早明浦ダム 公式見学 その6


監査廊に戻ります。
この階段は見上げただけで昇りませんでした。


そしてこんなところに定礎石が。
この場所に定礎石埋め込むダムって珍しいのかと思っていたら割とあるようです。

ここでぽつっと
「早明浦の堤体工事はどこのゼネコンさんでしたっけ?」
と、私がつぶやいたら
「間組って上の説明板に書いてた」
と、答えたのは家族でした。

興味なしのふりしてちゃんと見てるんじゃねーかっ
と、突っ込みながらちょっと嬉しい。


プラムライン室に到着しました。


早明浦ダムはノーマルプラムラインとリバースプラムラインの装備です。
これは堤体の上方向の挙動を見るノーマルプラムライン。


こちらは堤体の下方向の挙動を見るリバースプラムライン。

家族はこれに興味を示し、熱心に見ていました。
乗り鉄、鉄ものにはやはり興味を示すらしい。
コンクリートのことは知らんぷりするくせに。
ゲートおさわりの距離に行ったら興味示すかな。


大変涼しい監査廊から天端に戻ってきました。
ここでぽつぽつ雨が降り出す。


管理所前からの早明浦ダムです。
ここまで水位が高くてお水が綺麗な時に会いに来ることができてよかった。

とにかくお水をためなくちゃ
でも洪水調節もしなくちゃ
年中大変な早明浦ダムは一定率一定量方式で洪水調節を行うダムです。

“一定率一定量洪水調節方式”とはピークカットだけでなく、よく起こる中小洪水に対しても、
ダムの効果を発揮できる方式として考え出されたものです。

基準となる量に達すると一定の量しか放流しなくなりますが、
そこに至るまでの間にも流入する量に一定の率をかけた量を放流して
その差をダムに貯留して洪水を防ぎます。

これは2011年の台風15号襲来時の早明浦ダムのハイドログラフです。
ハイドログラフって何ですか?という方は
拙文「ハイドログラフで泣いてくれ」で解説していますのでご覧ください。

非常に複雑な操作を行っていることがハイドログラフからみて取れます。

一山目のピークが過ぎたと見るや、放流量を減らし
また流入量が増えたらじわっと放流量を増やし
これを繰り返しつつ


降雨が収まったのを確認したら流入量と放流量をぴったり同じにしています。


翌日、またまた大きな流入ピークが来たときにはまずピークカット。
降雨がこのまま収まると判断した瞬間にドカンと放流量を絞って
ほぼなべ底カットに近い形でダムに水を貯め込んでいます。

これが“四国のいのち”の仕事です。
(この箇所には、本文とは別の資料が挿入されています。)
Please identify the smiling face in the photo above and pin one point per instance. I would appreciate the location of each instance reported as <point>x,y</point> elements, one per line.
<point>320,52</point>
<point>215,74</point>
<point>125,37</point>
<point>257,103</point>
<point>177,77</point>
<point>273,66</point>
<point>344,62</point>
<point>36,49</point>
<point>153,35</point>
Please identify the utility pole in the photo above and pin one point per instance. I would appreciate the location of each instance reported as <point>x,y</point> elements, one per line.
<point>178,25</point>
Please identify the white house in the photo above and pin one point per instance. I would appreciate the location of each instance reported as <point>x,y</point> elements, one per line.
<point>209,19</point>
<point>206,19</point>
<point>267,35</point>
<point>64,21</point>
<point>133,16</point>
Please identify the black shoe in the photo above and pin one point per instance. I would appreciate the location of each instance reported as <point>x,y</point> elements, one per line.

洪水調節をしつつ
絶対に水を無駄にしないという気迫が伝わってきます。

水資源機構は一昔前、水資源開発公団という名前でした。
私がダム巡りを始めたころはまだ水資源開発公団でした。

名前が組織を現わすといいますが水資源開発公団という名前であれば
みんなが生活に使う水を確保するというのがやっぱり伝わりやすいかなって感じます。
利水がもともとのお仕事なのです。

でもダムに求められるものは増えていき
利水だけではなくて洪水調節もしなくてはならなくなりました。

洪水調節をする国土交通省のダムで感じたことは
国土交通省には道路畑の方と河川畑の方がいて転勤も多くて
河川だけのプロフェッショナルを育て難い環境で大変だなということでした。

ひとところに長く居てその川のそのダムの働きを知り
出水を経験している方の体で覚えた知識と技術に勝るものなしです。
ダムに慣れて洪水を経験した方が今度の転勤では国道整備とかになると
折角培われた技術と知識が生かしにくくなってしまうように思うのです。
あくまで外から見ている素人の感想でしかありませんが。

水資源機構は河川と用水のプロフェッショナルの方々の集まりです。
水を安定供給するために
水から人の暮らしを守るために
ダムを操作・運用する事のプロフェッショナル。


下流にかかる橋からいつもの位置で早明浦ダムの顔をじーっとみます。

四国の命

水を貯めて人の暮らしを支える
水を貯めて洪水から人を守る

ダムは今日も静かにお仕事をしています。